As the services industry struggles more and more with growth, providers naturally think: “We’ve saturated the large clients, so let’s go to the midmarket clients. After all, there are so many more midmarket companies than large ones. So if we can sell to midmarket companies, happy days are here again. We can reignite our growth curve and continue to grow at the pace we want to return to.” Unfortunately this violates the Dillinger principle.
When John Dillinger — an infamous gangster and bank robber during America’s Great Depression — was asked why he robbed banks, he replied, “That’s where the money is.” By analogy, that is why the services industry rarely are able to take services designed for large enterprises and build successful growth strategies in midsize companies — they don’t have the money.
As any number of providers have found out, it costs a similar amount to sell to midsized companies as large ones; however, the resulting contracts are much smaller. Furthermore, the provider has very little ability to scale that relationship to a large footprint as it could do with large companies.

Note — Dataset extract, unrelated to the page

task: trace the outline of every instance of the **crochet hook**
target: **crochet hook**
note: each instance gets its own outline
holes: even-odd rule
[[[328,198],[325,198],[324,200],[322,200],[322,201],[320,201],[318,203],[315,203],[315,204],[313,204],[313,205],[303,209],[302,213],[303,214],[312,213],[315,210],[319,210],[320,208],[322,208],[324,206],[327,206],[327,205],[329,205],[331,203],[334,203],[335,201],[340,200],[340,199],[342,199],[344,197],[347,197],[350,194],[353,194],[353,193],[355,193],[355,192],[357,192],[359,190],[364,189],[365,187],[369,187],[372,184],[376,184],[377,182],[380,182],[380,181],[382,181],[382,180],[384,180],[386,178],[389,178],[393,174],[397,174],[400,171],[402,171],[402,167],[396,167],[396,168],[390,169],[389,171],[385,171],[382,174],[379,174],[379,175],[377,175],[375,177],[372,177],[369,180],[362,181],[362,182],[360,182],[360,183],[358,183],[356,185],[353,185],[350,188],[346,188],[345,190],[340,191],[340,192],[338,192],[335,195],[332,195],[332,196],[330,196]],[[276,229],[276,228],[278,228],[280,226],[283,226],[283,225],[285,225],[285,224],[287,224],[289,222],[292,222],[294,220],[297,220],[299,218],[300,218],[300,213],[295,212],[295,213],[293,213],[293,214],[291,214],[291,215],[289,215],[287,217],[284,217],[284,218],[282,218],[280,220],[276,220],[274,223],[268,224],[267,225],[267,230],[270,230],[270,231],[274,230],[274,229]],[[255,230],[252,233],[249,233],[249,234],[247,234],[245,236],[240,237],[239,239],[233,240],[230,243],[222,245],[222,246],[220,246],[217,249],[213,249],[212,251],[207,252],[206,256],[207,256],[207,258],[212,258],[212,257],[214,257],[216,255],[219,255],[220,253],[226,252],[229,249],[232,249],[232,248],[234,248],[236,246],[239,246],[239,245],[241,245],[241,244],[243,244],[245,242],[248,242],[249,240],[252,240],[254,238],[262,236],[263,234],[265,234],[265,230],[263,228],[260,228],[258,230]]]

My observation is that the providers that attempt to shift from large enterprises to the midmarket in an attempt to reignite growth almost always fail to achieve their goals. It’s complicated, expensive and time-consuming to sign up midsize clients. And there is lower profitability because the cost of the sale and the cost of client interaction overwhelm the potential profit.
Unfortunately, the idea of heading into the midmarket and finding a big services market is consistently disappointing.